La città viene divisa in due squadre, quelli a nord e quelli a sud di San Magnus (originariamente erano però come i nostri guelfi e ghibellini, i pro-duca e i pro-vescovo), e il gioco comincia quando una sorta di palla viene gettata in piazza, in mezzo alla mischia. Lo scopo delle scatenate moltitudini di giocatori è quella di riuscire a portare la palla fino alla parte opposta del quartiere avversario. Quindi una marea di giocatori si riversa per tutte le strade, usando come scorciatoie per raggiungere lo scopo anche l’attraversamento di negozi, case, e pure il passaggio sui tetti! Trovarcisi in mezzo dev’essere un’esperienza unica, se ci si abitua alla spiacevole sensazione di non poter controllare i propri movimenti, e di venire sballottati a destra e a manca!
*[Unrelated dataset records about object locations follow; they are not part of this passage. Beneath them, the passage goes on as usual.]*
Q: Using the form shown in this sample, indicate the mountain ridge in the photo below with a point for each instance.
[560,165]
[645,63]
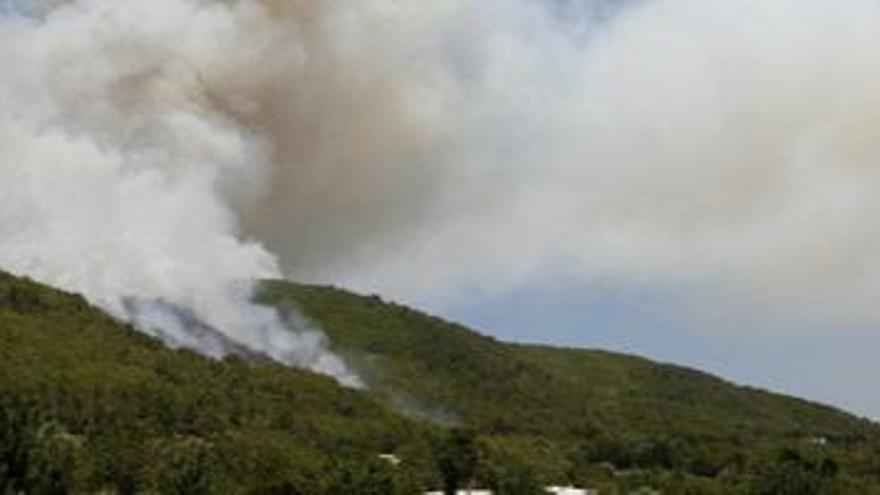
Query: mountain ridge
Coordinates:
[89,404]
Queste isole sono tra le più ricche di antichi resti archeologici, con una densità incredibile, e ci affrettiamo impazienti a muoverci verso i più importanti. Per arrivare al primo, Maes Howe, percorriamo una strada costiera che passa dapprima, ancora in città, vicino alla famosa distilleria di Scapa, per poi costeggiare il mare di fronte alla cosiddetta Scapa Flow, una baia teatro delle più feroci battaglie navali. In questi lidi hanno trovato riparo imbarcazioni di ogni genere e tempo, da quelle in legno vichinghe ai moderni incrociatori della marina britannica. E tra queste onde le meno fortunate sono scomparse, inghiottite dal mare. Per la gioia dei sub di tutto il mondo, e dei pesci che le abitano, in questi fondali riposano navi da guerra tedesche, affondate dai loro stessi ammiragli per non lasciarle al nemico che le aveva catturate, ma anche U-boot, i famigerati sottomarini, e pure una nave inglese, affondata appunto da uno di questi, che portò sotto il mare con sè ben 833 uomini dell’equipaggio.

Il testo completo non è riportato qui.